Heya!
I believe the best advice for a first project is to start small. Go in with the intention of making something that largely exists to familiarise yourself with the tools first and foremost rather than the dream game you want to make. Because I understand how appealing that may seem at first, but as you've experienced firsthand, burnout and mental blocks can come in swift and fast and be quite demoralising.
But if you make something small and simple, like say, just a test game with a single town, a single dungeon, with limited characters, enemies and such, you'll feel quite a sense of accomplishment when it all comes together and you realise you can indeed see a project to completion.

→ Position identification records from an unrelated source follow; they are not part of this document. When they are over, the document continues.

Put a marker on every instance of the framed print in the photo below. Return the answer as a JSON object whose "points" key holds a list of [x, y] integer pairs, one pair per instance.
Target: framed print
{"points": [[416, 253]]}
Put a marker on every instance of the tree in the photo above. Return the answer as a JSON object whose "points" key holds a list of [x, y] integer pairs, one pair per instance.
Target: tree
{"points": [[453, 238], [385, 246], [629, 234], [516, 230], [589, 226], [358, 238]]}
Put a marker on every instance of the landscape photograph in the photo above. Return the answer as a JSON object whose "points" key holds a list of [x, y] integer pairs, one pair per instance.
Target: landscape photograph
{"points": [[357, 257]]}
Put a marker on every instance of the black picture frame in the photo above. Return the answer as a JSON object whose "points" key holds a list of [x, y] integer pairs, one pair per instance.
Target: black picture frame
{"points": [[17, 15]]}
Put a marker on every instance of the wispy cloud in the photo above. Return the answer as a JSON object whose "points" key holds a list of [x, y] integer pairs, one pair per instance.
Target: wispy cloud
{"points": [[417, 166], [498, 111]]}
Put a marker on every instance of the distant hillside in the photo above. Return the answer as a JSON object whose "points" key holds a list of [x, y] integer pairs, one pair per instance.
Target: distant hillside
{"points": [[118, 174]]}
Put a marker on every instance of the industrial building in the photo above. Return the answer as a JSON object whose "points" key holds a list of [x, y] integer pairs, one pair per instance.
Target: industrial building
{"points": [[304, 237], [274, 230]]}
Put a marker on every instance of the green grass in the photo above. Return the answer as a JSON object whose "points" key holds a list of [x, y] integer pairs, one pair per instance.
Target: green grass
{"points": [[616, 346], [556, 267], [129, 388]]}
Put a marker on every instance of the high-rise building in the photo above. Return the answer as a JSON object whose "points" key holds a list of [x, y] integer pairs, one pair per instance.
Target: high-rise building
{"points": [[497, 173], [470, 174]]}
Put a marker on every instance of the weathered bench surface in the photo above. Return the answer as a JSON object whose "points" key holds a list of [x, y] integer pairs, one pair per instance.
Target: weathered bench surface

Will the first project you make be the best thing ever? Probably not! Will it be worth publishing and putting out there? Again, probably not. (Again talking about test projects here!) But the biggest thing you'll get from it is experience. You'll be more familiar with the tools. Know what works and doesn't work. You'll be able to get more daring and expand more in future projects--and perhaps build up to making the large project of your dreams eventually.
Making an RPG, even on a small scale, is a big undertaking between balancing the mechanics, fleshing out the maps, and of course the writing. It's a loooong journey to get even a shorter RPG with a few hours of gameplay. That's why I advise the smallest scale test projects to build up confidence and not get too demoralised in case you stall out on a far larger thing from the get go.
Of course, everyone has different ways of developing that work for them--but I hope it helps at least in a small way if you're feeling lost right now and looking how best to approach things!